Уэстон как-то странно взглянул на него и кивнул. Рэнсому стало не по себе, но он тут же ощутил, как из хаоса противоречивых чувств, обуревавших его, вырастает гнев.
— Но я-то здесь причем? — взорвался он. — Вы на меня напали, опоили, засунули в свою адскую машину и теперь везете невесть куда! Что я вам сделал? Как вы все это объясните?
— Я мог бы ответить, что вы, как тать, прокрались ко мне во двор. Если б не лезли не в свое дело, не оказались бы здесь. Впрочем, нам действительно пришлось посягнуть на ваши права. Однако скажу в свое оправдание, что все мелкое должно отступить перед великим. Насколько нам известно, то, что мы делаем, совершается впервые в истории человечества, а то и в истории Вселенной. Мы сумели покинуть пылинку материи, где появился на свет наш род, и теперь в руках человека бесконечность, а может быть, и вечность. Неужели вы настолько ограничены, чтобы перед лицом этого небывалого свершения вспоминать о жизни и правах отдельной личности — или даже миллиона личностей?

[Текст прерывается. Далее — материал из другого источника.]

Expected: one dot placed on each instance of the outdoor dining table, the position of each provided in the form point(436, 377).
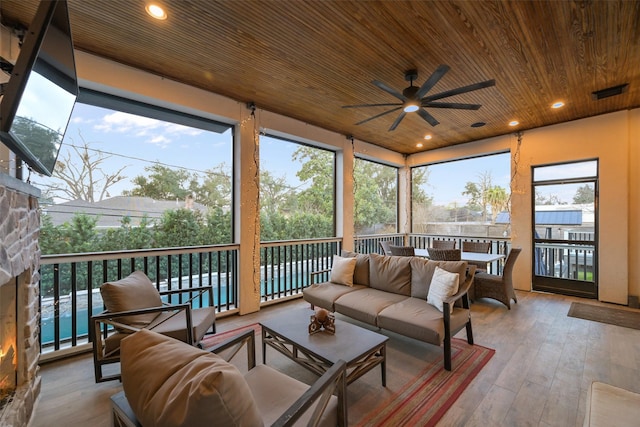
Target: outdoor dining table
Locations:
point(466, 256)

— Вот именно вспоминаю, — твердо ответил Рэнсом. — Для меня жизнь священна, я всегда выступал даже против вивисекции. Но вы не ответили на вопрос. Зачем я вам нужен? Как я могу вам пригодиться там — на Малакандре?
— Это мне неизвестно, — сказал Уэстон. — Идея принадлежит не нам. Мы только выполняем приказ.
— Чей?
Уэстон ответил не сразу.
— Послушайте, — произнес он наконец, — продолжать этот перекрестный допрос бесполезно. Каких-то ответов на ваши вопросы я и сам не знаю, а других вы не поймете. Наше путешествие будет гораздо приятнее, если вы смиритесь со своей судьбой и перестанете мучить и себя и нас. Все было бы проще, не будь вы таким узколобым индивидуалистом. Мне-то думалось, что роль в таком спектакле воодушевит кого угодно. По-моему, даже червяк согласился бы на эту жертву, если бы мог соображать. Не поймите меня превратно: я хочу сказать, что пожертвовать придется временем и свободой. Конечно, есть и риск, но он невелик.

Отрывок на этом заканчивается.